La proclamation de la sainteté de Karol Wojtyla est plébiscitée par l’immense majorité des catholiques dans le monde entier. Mais elle soulève des objections chez certains, des critiques acerbes chez d’autres, et un refus net des lefebvristes.
24/04/2014
(légende photo : Jean Paul II salué par des élèves des Légionnaires du Christ sous les yeux du Père Marcial Maciel Degollado (1920-2008), fondateur de la Légion du Christ et supérieur général de la congrégation des Légionnaires du Christ.).
La principale objection à la canonisation de Jean Paul II vient de son soutien au fondateur des Légionnaires du Christ, le P. Marcial Maciel (mort en 2008).

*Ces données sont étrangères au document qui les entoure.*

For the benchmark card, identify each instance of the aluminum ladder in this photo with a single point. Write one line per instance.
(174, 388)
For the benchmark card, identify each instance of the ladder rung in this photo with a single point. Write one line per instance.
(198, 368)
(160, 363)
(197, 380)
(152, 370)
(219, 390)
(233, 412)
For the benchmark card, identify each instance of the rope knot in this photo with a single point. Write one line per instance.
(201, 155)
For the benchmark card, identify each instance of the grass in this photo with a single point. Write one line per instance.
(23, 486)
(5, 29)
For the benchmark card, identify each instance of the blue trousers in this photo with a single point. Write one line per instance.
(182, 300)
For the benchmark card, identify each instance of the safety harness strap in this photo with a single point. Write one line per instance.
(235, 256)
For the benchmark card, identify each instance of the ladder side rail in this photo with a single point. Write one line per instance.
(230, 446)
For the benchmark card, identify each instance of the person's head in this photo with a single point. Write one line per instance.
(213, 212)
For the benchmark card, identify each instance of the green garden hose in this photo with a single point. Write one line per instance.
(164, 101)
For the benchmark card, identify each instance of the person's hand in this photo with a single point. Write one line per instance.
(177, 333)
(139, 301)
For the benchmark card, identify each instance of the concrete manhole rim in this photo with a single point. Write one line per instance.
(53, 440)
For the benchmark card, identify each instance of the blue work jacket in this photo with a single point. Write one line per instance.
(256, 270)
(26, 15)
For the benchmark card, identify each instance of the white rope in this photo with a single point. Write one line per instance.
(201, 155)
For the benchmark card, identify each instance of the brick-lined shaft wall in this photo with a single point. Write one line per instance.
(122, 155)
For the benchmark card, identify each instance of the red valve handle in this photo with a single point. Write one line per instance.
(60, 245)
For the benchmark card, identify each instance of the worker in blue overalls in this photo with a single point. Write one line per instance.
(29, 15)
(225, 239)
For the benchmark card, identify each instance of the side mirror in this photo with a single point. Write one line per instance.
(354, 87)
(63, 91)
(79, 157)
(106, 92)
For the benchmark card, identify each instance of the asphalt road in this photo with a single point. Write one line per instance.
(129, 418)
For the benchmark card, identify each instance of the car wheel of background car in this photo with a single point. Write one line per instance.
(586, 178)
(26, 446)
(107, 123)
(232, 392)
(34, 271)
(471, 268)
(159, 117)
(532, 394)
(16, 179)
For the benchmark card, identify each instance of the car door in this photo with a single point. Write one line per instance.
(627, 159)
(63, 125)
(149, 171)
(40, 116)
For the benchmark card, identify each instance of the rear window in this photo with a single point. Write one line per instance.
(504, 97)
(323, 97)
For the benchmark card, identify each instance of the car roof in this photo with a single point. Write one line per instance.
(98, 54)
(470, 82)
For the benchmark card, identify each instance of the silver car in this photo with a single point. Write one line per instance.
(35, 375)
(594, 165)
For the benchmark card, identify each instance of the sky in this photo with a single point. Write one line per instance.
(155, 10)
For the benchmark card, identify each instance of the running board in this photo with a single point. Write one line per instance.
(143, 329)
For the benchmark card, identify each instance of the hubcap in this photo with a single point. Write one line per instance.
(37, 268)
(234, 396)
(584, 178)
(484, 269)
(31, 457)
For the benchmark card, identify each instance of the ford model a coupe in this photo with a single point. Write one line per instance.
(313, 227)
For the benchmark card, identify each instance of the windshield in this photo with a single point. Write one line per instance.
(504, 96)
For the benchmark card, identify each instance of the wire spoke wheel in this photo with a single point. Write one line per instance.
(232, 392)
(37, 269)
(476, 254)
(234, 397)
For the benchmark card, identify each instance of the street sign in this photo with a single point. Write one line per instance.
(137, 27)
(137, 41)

Celui-ci menait une double vie dont la face occulte mêlait frasques sexuelles (il eut trois enfants avec deux femmes et entretint des rapports homosexuels avec des séminaristes), abus de pouvoir et malversations financières (notamment des captations d’héritages), comme l’a démontré l’enquête ordonnée par le successeur du pape polonais, Benoît XVI. C’est ce dernier qui, presque aussitôt élu, mit Marcial Maciel « sur la touche », en pénitence jusqu’à sa mort. Tandis que le pape Jean Paul II avait reçu en audience et béni Marcial Maciel le 30 novembre 2004, à une époque où les accusations contre le fondateur des Légionnaires du Christ avaient franchi le mur du silence au sein même du Vatican.

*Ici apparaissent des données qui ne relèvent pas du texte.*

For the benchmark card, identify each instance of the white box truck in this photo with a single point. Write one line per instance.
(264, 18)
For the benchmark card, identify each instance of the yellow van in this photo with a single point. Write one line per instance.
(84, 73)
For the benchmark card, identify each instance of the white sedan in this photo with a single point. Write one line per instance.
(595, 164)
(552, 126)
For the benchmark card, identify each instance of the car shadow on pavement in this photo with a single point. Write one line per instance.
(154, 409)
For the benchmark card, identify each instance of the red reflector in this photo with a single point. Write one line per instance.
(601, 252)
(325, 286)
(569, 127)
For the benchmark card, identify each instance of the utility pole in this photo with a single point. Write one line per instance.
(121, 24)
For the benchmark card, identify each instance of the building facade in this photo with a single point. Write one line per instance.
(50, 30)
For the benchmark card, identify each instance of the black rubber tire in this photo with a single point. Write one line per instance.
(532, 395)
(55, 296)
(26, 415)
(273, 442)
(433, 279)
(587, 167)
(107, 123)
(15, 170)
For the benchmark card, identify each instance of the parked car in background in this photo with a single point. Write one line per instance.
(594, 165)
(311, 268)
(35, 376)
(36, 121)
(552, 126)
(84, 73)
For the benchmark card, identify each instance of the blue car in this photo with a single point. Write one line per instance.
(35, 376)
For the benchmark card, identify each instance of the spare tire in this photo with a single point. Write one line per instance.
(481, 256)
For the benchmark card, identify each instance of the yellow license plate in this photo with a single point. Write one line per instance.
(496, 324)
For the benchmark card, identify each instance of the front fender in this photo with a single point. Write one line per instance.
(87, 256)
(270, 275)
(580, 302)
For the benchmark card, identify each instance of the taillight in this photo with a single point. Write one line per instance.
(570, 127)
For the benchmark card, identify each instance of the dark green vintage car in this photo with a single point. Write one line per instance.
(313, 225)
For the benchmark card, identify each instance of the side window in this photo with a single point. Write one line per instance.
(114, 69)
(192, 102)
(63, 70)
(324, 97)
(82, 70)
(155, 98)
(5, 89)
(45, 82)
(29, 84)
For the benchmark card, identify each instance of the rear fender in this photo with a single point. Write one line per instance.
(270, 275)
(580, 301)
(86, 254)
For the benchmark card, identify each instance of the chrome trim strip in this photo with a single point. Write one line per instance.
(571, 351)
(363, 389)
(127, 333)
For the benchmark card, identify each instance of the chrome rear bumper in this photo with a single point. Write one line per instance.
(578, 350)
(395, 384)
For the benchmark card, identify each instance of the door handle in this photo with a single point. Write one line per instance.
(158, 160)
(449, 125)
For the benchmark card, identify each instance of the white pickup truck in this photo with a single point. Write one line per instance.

Même si le pape était alors en phase finale de la maladie qui devait l’emporter quelques mois plus tard, il est certain que Jean Paul II était favorablement impressionné par la congrégation des Légionnaires du Christ, en apparence si dynamique et florissante. Il admirait la fondation de Maciel, lequel n’avait pas son pareil pour faire sa publicité tout en feignant la piété la plus accomplie et la plus haute spiritualité (allant jusqu’à plagier des livres écrits par d’authentiques spirituels, tel le fondateur de l’Opus Dei, saint Josémaria Escriva de Balaguer). Prévenu contre les manipulations et les intoxications qui étaient monnaie courante dans son pays sous le régime communiste, le pape polonais se défiait des accusations portées contre un prélat dont « les œuvres » semblaient répondre en tous points aux critères de la nouvelle évangélisation : priorité au sacerdoce, piété, formation en profondeur des séminaristes, attachement à la beauté de la liturgie, sûreté doctrinale, investissement dans l’instruction des élites, surtout en Amérique Latine, sans oublier toutefois les pauvres auxquels étaient ouvertes certaines écoles de la Légion du Christ.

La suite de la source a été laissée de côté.